Mulheres: outros adjetivos

maturidade velhice tempo
Quando eu era adolescente eu era muito magra, pouco peito e a minha mãe, desavisada, dizia que a minha bunda era grande. Imagina! apenas tomava corpo de mulher. E eu, pré-adolescente, me olhava no espelho e me sentia deslocada. Como a maioria das meninas dessa idade. Para ficar sem forma, eu usava cinta, hã?. Depois, sob o olhar do namorado, que dizia estar tudo lindo, fui me apoderando do meu corpo – aquele que eu tinha, e me achando melhor. Ou seja, precisei do olhar do outro, de um homem, para referendar a minha fina estampa.

maturidade velhice tempo
Ana Adelaide Peixoto
Acervo pessoal
Com o tempo, caminhei olhando para a celulite, para as estrias, o peito pequeno, a bunda que foi me conquistando, mas sem nunca ser a gostosa do pedaço. E nem queria. O encabulamento não me deixava ocupar esse lugar. Depois, aos vinte anos, fui ganhando confiança, mas sempre com algo a menos, ou a mais. Aos trinta, já mãe, e com o corpo magro e de biquini de lacinho, eu me achava em forma. Ágil. Esguia. Amamentado quase um ano o meu filho mais velho. A maternagem me dava poder e cansaço também.

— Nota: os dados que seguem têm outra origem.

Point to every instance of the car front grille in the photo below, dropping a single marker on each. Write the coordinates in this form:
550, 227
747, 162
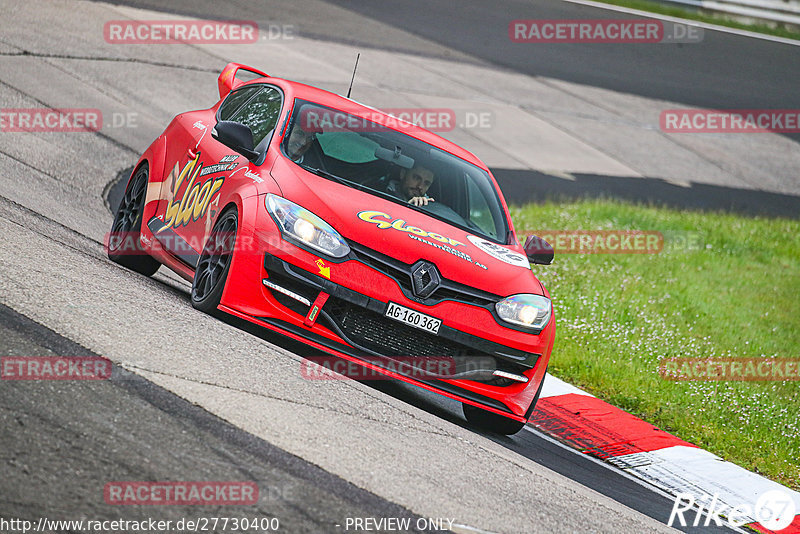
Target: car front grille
360, 322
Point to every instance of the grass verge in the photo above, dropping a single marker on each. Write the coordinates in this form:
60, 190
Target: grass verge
734, 291
705, 16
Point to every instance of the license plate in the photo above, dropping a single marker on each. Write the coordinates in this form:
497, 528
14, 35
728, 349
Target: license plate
413, 318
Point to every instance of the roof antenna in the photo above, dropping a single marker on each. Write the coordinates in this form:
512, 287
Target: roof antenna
354, 75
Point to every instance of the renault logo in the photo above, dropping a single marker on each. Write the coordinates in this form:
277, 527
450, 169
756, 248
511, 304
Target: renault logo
424, 279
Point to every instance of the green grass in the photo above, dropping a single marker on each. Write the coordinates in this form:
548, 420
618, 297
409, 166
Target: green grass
705, 16
735, 293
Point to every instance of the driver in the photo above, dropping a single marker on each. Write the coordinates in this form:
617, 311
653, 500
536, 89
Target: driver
299, 142
413, 185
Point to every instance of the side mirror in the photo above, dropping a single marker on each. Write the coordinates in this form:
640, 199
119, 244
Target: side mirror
236, 136
538, 250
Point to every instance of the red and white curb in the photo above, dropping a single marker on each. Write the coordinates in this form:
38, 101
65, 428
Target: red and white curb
646, 452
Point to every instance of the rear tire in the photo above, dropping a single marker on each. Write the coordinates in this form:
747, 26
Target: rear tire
491, 422
215, 261
124, 245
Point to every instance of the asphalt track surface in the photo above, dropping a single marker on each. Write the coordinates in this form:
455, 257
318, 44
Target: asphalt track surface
59, 442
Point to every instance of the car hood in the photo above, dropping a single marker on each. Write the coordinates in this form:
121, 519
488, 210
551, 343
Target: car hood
408, 235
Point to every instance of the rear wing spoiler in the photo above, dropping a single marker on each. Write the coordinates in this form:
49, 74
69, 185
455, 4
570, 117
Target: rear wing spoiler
228, 81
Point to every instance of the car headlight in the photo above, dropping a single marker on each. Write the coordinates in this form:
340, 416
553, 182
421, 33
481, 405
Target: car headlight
532, 311
304, 226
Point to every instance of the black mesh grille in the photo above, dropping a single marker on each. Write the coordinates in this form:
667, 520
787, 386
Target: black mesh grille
401, 272
377, 333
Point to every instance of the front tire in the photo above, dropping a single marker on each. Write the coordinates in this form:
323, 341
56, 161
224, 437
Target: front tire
215, 261
124, 245
491, 422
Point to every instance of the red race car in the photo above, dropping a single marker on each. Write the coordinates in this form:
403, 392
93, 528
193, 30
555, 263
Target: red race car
350, 230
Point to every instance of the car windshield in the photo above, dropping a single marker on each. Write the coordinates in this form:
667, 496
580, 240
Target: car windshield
384, 162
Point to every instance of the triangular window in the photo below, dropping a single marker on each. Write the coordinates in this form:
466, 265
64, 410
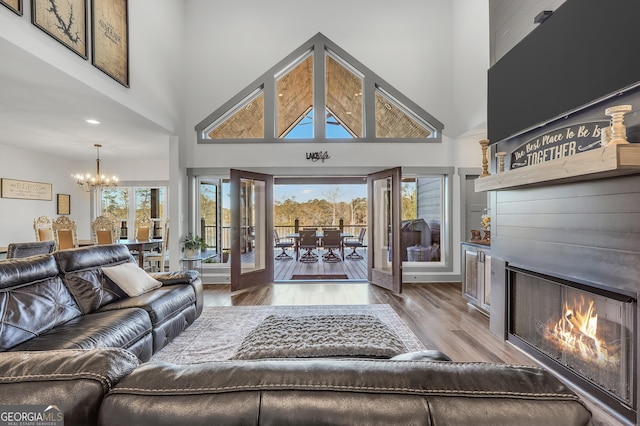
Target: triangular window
282, 104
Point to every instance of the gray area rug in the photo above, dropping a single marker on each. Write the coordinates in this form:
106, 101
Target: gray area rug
284, 336
220, 331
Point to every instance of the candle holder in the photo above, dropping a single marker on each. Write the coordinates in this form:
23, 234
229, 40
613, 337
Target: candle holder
485, 162
618, 129
500, 156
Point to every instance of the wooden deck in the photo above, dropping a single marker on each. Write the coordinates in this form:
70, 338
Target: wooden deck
354, 269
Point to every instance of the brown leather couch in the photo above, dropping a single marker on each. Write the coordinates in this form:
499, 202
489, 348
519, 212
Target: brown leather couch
64, 301
72, 341
107, 387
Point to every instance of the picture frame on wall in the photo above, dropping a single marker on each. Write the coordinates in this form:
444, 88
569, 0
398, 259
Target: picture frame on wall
64, 204
110, 38
64, 20
13, 5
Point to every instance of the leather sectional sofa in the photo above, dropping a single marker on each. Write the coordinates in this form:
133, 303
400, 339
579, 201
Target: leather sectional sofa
65, 300
108, 387
75, 345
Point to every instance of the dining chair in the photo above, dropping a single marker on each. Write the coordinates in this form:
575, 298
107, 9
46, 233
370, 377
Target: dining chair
144, 229
332, 242
43, 226
18, 250
283, 244
308, 242
355, 244
157, 260
106, 230
65, 233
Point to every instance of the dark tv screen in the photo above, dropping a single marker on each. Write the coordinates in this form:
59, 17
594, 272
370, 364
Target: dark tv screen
585, 51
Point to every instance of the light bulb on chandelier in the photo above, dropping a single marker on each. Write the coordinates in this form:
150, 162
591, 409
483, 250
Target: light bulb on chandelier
92, 183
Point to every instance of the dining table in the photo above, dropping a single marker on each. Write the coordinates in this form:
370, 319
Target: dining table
140, 246
319, 234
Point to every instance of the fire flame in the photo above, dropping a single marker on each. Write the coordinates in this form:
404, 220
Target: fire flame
577, 331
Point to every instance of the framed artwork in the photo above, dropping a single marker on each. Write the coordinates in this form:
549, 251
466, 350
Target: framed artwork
110, 38
64, 20
64, 204
25, 190
14, 5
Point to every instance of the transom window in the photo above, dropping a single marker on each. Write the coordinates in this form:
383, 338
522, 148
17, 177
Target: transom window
284, 104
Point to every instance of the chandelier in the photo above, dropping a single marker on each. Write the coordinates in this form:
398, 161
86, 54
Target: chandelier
93, 183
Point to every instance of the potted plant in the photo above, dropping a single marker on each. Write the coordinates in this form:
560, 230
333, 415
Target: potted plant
193, 246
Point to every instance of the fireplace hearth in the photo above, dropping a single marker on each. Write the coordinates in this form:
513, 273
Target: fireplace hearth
585, 333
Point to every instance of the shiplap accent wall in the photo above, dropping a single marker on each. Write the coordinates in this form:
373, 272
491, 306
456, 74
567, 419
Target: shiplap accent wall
511, 20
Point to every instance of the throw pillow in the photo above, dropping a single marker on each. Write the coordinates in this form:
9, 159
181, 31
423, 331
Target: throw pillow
132, 279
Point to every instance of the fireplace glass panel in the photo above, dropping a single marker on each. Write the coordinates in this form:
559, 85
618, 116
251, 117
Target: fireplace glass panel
590, 334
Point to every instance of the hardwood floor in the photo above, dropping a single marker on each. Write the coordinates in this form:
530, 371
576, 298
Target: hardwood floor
436, 312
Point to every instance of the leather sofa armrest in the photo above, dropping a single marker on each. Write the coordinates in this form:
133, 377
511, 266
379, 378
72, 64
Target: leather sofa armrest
75, 381
176, 277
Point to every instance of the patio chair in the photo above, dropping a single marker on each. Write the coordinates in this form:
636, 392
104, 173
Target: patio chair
284, 245
355, 244
332, 242
308, 242
16, 250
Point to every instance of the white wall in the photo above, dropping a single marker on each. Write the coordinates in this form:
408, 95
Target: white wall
155, 41
407, 43
17, 215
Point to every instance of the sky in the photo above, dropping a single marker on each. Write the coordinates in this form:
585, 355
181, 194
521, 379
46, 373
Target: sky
308, 192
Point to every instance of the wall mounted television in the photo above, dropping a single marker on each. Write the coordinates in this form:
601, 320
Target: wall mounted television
586, 51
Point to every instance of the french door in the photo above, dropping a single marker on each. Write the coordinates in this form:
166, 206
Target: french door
251, 229
385, 260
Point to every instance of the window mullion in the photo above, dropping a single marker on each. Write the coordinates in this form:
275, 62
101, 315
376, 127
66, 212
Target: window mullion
319, 92
369, 105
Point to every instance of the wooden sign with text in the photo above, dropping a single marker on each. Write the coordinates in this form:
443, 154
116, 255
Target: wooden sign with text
26, 190
559, 143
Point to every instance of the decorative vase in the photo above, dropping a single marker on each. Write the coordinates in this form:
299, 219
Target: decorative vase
192, 253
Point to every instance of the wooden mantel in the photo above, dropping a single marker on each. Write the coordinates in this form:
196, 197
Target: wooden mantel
612, 160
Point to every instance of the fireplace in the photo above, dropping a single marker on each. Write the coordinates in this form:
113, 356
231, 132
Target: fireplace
584, 333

Aos quarenta, uma idade que, a mídia e o mundo, destila que estamos velhas, eu estava bem com as minhas limitações, e com o meu corpo em dia. Nunca fui de ficar olhando muito as dobras, os vincos e as marcas. Mas aos cinquenta e poucos, eis que chegou a tal da Menopausa e o tsunami dos hormônios. Insônias, calores, libido em baixa, ansiedade, impaciência, medo, e o pensamento de que o mundo ia se acabar. Não me reconhecia. E lia, e tomava chás e ia ao médico. Procurava ajuda para me re-conhecer naquele novo corpo que não me obedecia. E a invisibilidade começa agressivamente. E as cobranças. E o nosso próprio etarismo. Cansei de expressões: “Maria é organizada”; “Marília está gorda”; “Fernanda magra”; “Rosângela está caída, desanimada, olheiras, peitos arreados, pescoço enrugado”. “E as mãos? Denunciam tudo e o colo?” Não pode decote. Uma mulher mais velha não pode usar cabelos longos, nem mini saia, nem braços ao léu. Olha a barriga dela! Os braços que balançam ao dizerem “tchau”. “Vovó, seu braço é molinho!” me falou Luísa outro dia carinhosamente. E rimos juntas.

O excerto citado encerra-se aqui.